C'è un numero ricorrente nella vita recente del premio Nobel Aung San Suu Kyi, è l'11. Lo scorso 11 novembre il Gambia, minuscolo paese africano, l'ha denunciata alla Corte di giustizia internazionale con l'accusa di genocidio. Oggi, 11 dicembre, dovrà rispondere al Tribunale dell'Aja di tali accuse e il suo intervento è previsto alle 11. Nella cabala l'11 è il numero della «trasformazione», appropriato per la condizione dell'attuale consigliere di stato di Myanmar, che nello spazio di pochi anni è passata da paladina dei diritti a carnefice delle minoranze. La storica attivista democratica, vincitrice del premio Nobel per la pace dopo aver sfidato la giunta militare, era giunta al potere a Myanmar (l'ex Birmania) dopo una travolgente vittoria elettorale l'11 novembre 2015, inaugurando il primo governo civile del paese in mezzo secolo. Ma la sua reputazione è stata oscurata dalla risposta alla difficile situazione dei rohingya, la minoranza musulmana perseguitata che vive nello stato occidentale di Rakhine. Il processo all'Aja non la vede formalmente sul banco degli imputati, ma la vicenda ha da tempo offuscato la sua immagine internazionale di eroina della democrazia. Il procuratore del Gambia che segue il caso, Abubacarr Marie Tambadou, ex ministro della Giustizia del suo paese, ha chiesto ieri mattina in aula che il Myanmar metta immediatamente fine alla persecuzione dei rohingya. Suu Kyi prenderà oggi la parola sostenendo che i militari hanno agito nel rispetto della legge, ma l'intervento sarà preceduto dalla consegna di una memoria difensiva del team dei suoi avvocati. Nel documento i legali sostengono che nessun genocidio si sia verificato, che il massimo tribunale delle Nazioni Unite non ha giurisdizione per decidere su un caso che inoltre non soddisfa il requisito necessario dell'esistenza di una controversia tra Myanmar e Gambia.

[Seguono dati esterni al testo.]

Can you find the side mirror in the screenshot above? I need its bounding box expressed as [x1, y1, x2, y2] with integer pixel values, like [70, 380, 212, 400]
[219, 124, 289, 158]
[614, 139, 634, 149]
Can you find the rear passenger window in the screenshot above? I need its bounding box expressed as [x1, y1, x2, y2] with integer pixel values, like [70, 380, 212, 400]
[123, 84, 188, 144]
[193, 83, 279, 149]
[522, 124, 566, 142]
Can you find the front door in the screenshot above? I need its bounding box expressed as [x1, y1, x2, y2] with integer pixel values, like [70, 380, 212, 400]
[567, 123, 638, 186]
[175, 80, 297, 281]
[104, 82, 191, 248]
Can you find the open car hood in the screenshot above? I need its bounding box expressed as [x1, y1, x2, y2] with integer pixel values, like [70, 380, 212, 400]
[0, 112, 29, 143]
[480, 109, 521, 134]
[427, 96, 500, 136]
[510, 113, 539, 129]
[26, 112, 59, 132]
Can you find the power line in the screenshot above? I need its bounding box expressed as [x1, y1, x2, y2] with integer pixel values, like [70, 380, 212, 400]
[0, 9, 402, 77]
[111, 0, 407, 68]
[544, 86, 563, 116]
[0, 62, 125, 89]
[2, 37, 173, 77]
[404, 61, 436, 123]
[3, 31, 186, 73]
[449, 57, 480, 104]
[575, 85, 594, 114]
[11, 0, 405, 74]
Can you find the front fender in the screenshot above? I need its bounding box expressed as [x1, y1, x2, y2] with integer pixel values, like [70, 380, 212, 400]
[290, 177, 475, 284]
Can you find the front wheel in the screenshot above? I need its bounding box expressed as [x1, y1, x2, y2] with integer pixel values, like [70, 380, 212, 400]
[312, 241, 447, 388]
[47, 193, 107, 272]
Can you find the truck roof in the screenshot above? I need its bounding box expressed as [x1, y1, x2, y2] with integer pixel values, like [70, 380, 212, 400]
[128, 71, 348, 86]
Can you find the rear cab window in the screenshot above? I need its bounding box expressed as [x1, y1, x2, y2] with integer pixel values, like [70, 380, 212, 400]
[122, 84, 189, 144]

In realtà le angheria da parte della maggioranza buddista del paese contro i musulmani rohingya continuano e sono ben documentate. Un milione di persone vive attualmente nello squallore nei campi profughi del confinante Bangladesh, mentre diverse centinaia di migliaia rimangono all'interno del Myanmar, segregati in campi e villaggi in condizioni simili all'apartheid. Sul tavolo dei giudici è arrivato ieri mattina anche un dossier video e fotografico redatto da Nicholas Bequelin, direttore di Amnesty International per l'Asia. I filmati comprovano la costruzione di recinzioni intorno a un campo che ospita gli sfollati. Le foto mostrano militari impegnati a sistemare le recinzioni di filo spinato intorno a un grande accampamento a Balukhali, nel distretto del confine sud-orientale. «Se Aung San Suu Kyi è seria quando dice di voler servire il popolo di Myanmar, allora deve stare al fianco delle vittime e dei sopravvissuti nel perseguimento della giustizia, della verità e della riparazione.
Non dovrebbe proteggere coloro che sono sospettati di azioni criminali», ha dichiarato Bequelin ai cronisti. Dopo aver sentito le ragioni di entrambe le parti la Corte deciderà se avviare un processo, che potrebbe durare molti anni.